This is an old problem in a set of qualifier exams in analysis which I have not been able to solve completely; hence my decision to post it here.
The problem have us prove that if $f$ is a measurable complex function on $\mathbb{R}$ of period $T>0$ such that $\int^T_0|f(x)|\,dx <\infty$, then
- (1) $\lim_{n\rightarrow\infty}\frac{f(nx)}{n^2}=0$ almost everywhere.
- (2) As an application of (1), show that $\lim_{n\rightarrow\infty}|\cos nx|^{1/n}=1$.
Part (1) is not very complicated.
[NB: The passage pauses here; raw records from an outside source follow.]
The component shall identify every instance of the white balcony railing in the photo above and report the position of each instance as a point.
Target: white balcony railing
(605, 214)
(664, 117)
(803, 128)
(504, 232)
I consider the series $s(x)=\sum^\infty_{n=1}\frac{|f(nx)|}{n^2}$. Then $$\frac{1}{n^2}\int^T_0|f(nx)|\,dx=\frac{1}{n^3}\int^{nT}_0|f(x)|\,dx=\frac{1}{n^2}\int^T_0|f(x)|\,dx$$ As a consequence, $\int^T_0 s(x)\,dx<\infty$. From this it follows that the series $s(x)$ converges almost everywhere and (1) follows.
Part (2) is where I am struggling, for $f_n(x)=|\cos nx|^{1/n}$ is not quite of the form $n^{-2} g(nx)$ for some periodic function.
I would appreciate any hint to finish part (2) off.
This should do the trick: \begin{align} f(x)=\left\{\begin{array}{lcd}\big(\log(|\cos x|)\big)^2 &\text{for} & x\notin \frac{\pi}{2}\mathbb{Z}\\ 0 &\text{if} & x\in \frac{\pi}{2}\mathbb{Z} \end{array} \right. \end{align} This function has period $\pi$, and is integrable since near $\pi/2$, for $|\cos x|\sim|x-\pi/2|$ as $x\rightarrow\pi/2$. I leave this details to OP.
Notice that $$n^{-2}f(nx)=\big(\log(|\cos nx|^{1/n})\big)^2$$
Comment: According to this posting, $x=\pi - 1$ is a good point, that is a point where the limit $1$ is achieved.